Organisasi Angkutan Darat (Organda) Makassar, Sulawesi Selatan (Sulsel), mengungkap aliran uang Rp 5 ribu yang dipungut dari setiap sopir angkot alias pete-pete. Pihaknya mengatakan uang pungutan itu digunakan oleh penjaga posko trayek Daya untuk kebutuhan sehari-hari.
"Dia (penjaga posko di trayek Daya) bagi, dia pakai makan tidak disetor ke Organda bukan disetor ke Polisi, bukan disetor ke (dinas) Perhubungan tidak. Dia pakai makan kasihan itu," kata Ketua Organda Makassar Rahim Bustamin kepada detikSulsel, Sabtu (5/4/2025).
Rahim menjelaskan para penjaga posko merupakan sopir pete-pete yang tidak lagi mengemudi. Mereka disebut mendapat sumbangan sukarela dari sesama sopir pete-pete yang melintas di wilayah posko tersebut.
SCROLL TO CONTINUE WITH CONTENT
"Kadang ta' (Rp) 25 ribunya kan mereka itu begini, yang jaga itu di sana sopir pete-pete ji juga tetapi karena dia sudah tidak bawa mobil karena tugasnya dia jaga di situ. Maka ada sumbangan sukarela begitu," ucapnya.
Menurut Rahim, orang yang menjaga posko bukanlah pengurus Organda. Namun Organda memberikan legalitas berupa surat sebagai bentuk perlindungan kepada penjaga posko.
"Jadi temannya ji sopir itu bukan pengurus Organda temannya ji sopir cuma kita berikan legalitas kita kasih nama jangan sampai orang lain yang berbuat dia yang kena. Jadi dikasih surat berdasarkan dengan permintaan sopir itu. Jadi tidak semua sopir juga membayar," jelasnya.
Rahim menegaskan pungutan itu diambil setelah para sopir menandatangani surat sebagai bentuk legalitas. Dia menegaskan pungutan itu sebenarnya bukan pungutan liar melainkan sumbangan sukarela untuk petugas posko.
"(Pungutan itu dari) Persetujuan sopir, ada tanda tangannya mereka itu begitu. Dan itu bukan pungutan (liar), itu istilahnya itu sukarela. Tidak ada yang dipaksa. Ada pernyataannya sopir itu terhadap kerja sama posko," tutur Rahim.
Diberitakan sebelumnya, sopir pete-pete rute Sentral-Sudiang Kahar (38), mengaku setiap hari dipalak oleh seorang pria yang mengatasnamakan Organda Makassar. Para sopir diwajibkan membayar pungutan sebesar Rp 5 ribu setiap kali kendaraan beroperasi.
"Pertamanya itu dia cuma menahan mobil ilegal katanya. Jadi orang semua membayar Rp 5 ribu per mobil. Sekarang dia itu yang sopir-sopir semua takut semua jadi dia membayar semua sama dia," kata Kahar.

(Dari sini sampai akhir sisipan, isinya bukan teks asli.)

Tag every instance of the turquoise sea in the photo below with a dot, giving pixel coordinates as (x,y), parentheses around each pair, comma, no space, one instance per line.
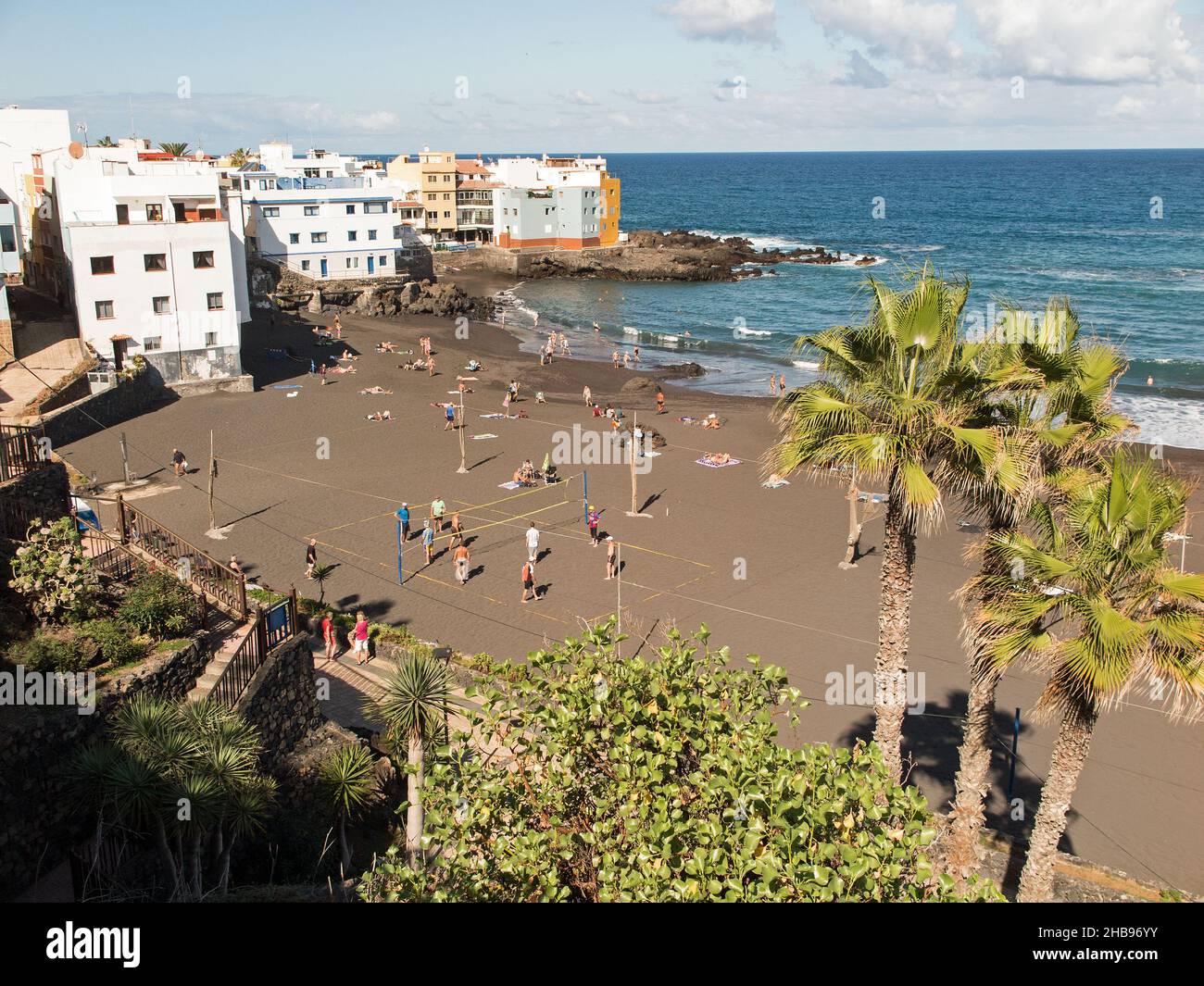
(1121,232)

Kahar mengatakan oknum tersebut mengaku sebagai utusan Organda Makassar. Belakangan oknum tersebut tidak mengizinkan mobil yang dikemudikan Kahar melintas, tepatnya di dekat Bukit Katulistiwa, Jalan Perintis Kemerdekaan, dengan alasan mobilnya ilegal, Sabtu (22/3) sekitar pukul 14.00 Wita.
Dari sinilah Kahar merekam aksi oknum tersebut hingga akhirnya viral di media sosial. Sebab, aksi tersebut dianggap sudah keterlaluan yang dapat menghambat mata pencahariannya sebagai sopir pete-pete.

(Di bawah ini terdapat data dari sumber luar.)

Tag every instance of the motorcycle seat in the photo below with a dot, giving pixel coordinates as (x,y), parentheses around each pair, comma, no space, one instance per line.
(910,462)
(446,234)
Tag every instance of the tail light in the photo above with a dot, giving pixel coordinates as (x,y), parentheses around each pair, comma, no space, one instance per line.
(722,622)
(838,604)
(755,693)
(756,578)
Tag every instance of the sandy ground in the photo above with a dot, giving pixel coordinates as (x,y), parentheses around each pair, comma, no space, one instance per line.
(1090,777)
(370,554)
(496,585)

"Saya tidak dibiarkan jalan saya punya angkot, dibilang ini mobil ilegal. Nah ini mobil bukan mobil ilegal karena ini izin trayek sudah ada, cuma tinggal peralihan dari dinas perhubungan. Nah dia terpaksa tahan itu baru tinggal itu mobil. Jadi kalau tinggal mobil saya mau makan apa?" keluh Kahar.